However...I have a subdomain with a not obvious name, like: userfileupload.sampledomain.com
This subdomain IS LIVE but has NOT been publicized/posted anywhere. It's a custom URL for authenticated users to upload media with presigned url to my Cloudflare r2 bucket.
I am using CloudFlare for my DNS.
How did the internet find my subdomain? Some sample user agents are: "Expanse, a Palo Alto Networks company, searches across the global IPv4 space multiple times per day to identify customers' presences on the Internet. If you would like to be excluded from our scans, please send IP addresses/domains to: scaninfo@paloaltonetworks.com", "Mozilla/5.0 (Macintosh; U; Intel Mac OS X 10_7; en-us) AppleWebKit/534.20.8 (KHTML, like Gecko) Version/5.1 Safari/534.20.8", "Mozilla/5.0 (Linux; Android 9; Redmi Note 5 Pro) AppleWebKit/537.36 (KHTML, like Gecko) Chrome/76.0.3809.89 Mobile Safari/537.36",
The bots are GET requests which are failing, as designed, but I'm wondering how the bots even knew the subdomain existed?!

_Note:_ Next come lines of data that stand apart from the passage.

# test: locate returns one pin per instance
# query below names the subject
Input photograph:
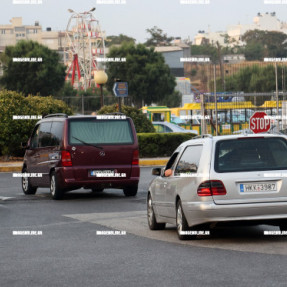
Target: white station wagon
(235, 178)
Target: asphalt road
(70, 252)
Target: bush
(160, 145)
(142, 123)
(14, 132)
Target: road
(70, 252)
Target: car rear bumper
(67, 179)
(203, 212)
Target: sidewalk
(16, 166)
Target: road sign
(120, 89)
(259, 122)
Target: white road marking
(5, 198)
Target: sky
(134, 17)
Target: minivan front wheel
(131, 190)
(183, 230)
(55, 190)
(26, 184)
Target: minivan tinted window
(94, 131)
(251, 154)
(57, 133)
(45, 134)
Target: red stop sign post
(259, 122)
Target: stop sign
(259, 122)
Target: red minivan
(71, 152)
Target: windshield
(92, 131)
(251, 154)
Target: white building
(234, 33)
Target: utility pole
(277, 96)
(215, 99)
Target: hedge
(160, 144)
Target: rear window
(93, 131)
(251, 154)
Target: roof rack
(203, 136)
(56, 115)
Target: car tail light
(211, 187)
(66, 158)
(135, 160)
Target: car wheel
(181, 224)
(97, 190)
(153, 225)
(26, 184)
(131, 190)
(283, 227)
(55, 190)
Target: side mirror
(193, 168)
(156, 171)
(24, 145)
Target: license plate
(101, 172)
(258, 187)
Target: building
(173, 55)
(233, 35)
(233, 59)
(16, 31)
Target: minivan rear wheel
(55, 190)
(131, 190)
(181, 224)
(152, 223)
(283, 227)
(97, 190)
(26, 184)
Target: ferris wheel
(84, 46)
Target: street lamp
(101, 78)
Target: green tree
(118, 40)
(141, 122)
(157, 38)
(148, 77)
(44, 77)
(73, 98)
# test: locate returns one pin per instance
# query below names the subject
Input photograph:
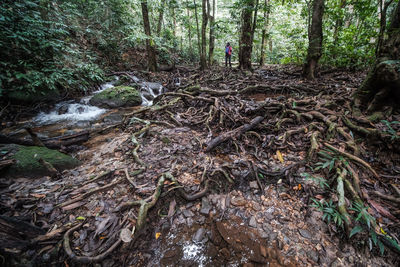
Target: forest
(200, 133)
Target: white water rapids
(69, 112)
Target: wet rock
(187, 213)
(199, 235)
(253, 185)
(62, 110)
(113, 118)
(238, 201)
(304, 233)
(225, 253)
(253, 222)
(313, 255)
(256, 206)
(114, 97)
(205, 206)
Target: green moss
(119, 96)
(377, 116)
(27, 160)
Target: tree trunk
(254, 26)
(203, 56)
(382, 27)
(160, 17)
(264, 33)
(245, 38)
(315, 40)
(173, 21)
(197, 25)
(189, 32)
(151, 51)
(212, 37)
(382, 85)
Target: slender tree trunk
(338, 24)
(382, 23)
(212, 37)
(173, 21)
(245, 38)
(264, 34)
(254, 26)
(197, 26)
(203, 56)
(151, 51)
(189, 32)
(315, 40)
(160, 17)
(382, 85)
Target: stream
(72, 116)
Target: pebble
(205, 206)
(253, 222)
(199, 235)
(187, 213)
(238, 201)
(305, 233)
(253, 185)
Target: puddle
(216, 243)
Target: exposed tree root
(354, 158)
(234, 133)
(85, 259)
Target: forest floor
(223, 171)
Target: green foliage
(330, 212)
(328, 159)
(322, 182)
(390, 130)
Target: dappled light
(199, 133)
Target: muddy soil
(243, 203)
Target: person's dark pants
(227, 56)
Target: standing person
(228, 54)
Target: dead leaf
(158, 234)
(171, 210)
(279, 155)
(73, 206)
(382, 210)
(126, 235)
(38, 195)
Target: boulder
(115, 97)
(27, 160)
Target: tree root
(85, 259)
(185, 195)
(234, 133)
(354, 158)
(91, 192)
(390, 198)
(341, 202)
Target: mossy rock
(28, 165)
(115, 97)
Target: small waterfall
(69, 111)
(149, 91)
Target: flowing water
(68, 117)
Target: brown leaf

In the context of what OP is asking this is not true. DNS zones aren't enumerable - the only way to reliably get the complete contents of the zone is to have the SOA server approve a zone transfer and send the zone file to you. You can ask if a record in that zone exists but as a random user you can't say "hand over all records in this zone". I'd imagine that tools like Cloudflare that need this kind of functionality perform a dictionary search since they get 90% of records when importing a domain but always seem to miss inconspicuously-named ones.
> Even if it were not, the message you pasted says outright that they scan the entire IP space, so they could be hitting your server's IP without having a clue there is a subdomain serving your stuff from it.
This is likely what's happening. If the bot isn't using SNI or sending a host header then they probably found the server by IP. The fact that there's a heretofore unknown DNS record pointing to it is of no consequence. *EDIT: Or the Cert Transparency log as others have mentioned, though this isn't DNS per se. I learn something new every day :o)
Configuring BIND as an authoritative server for a corporate domain when I was a wee lad is how I learned DNS. It was and still is bad practice to allow zone transfers without auth. If memory serves I locked it down between servers via key pairs.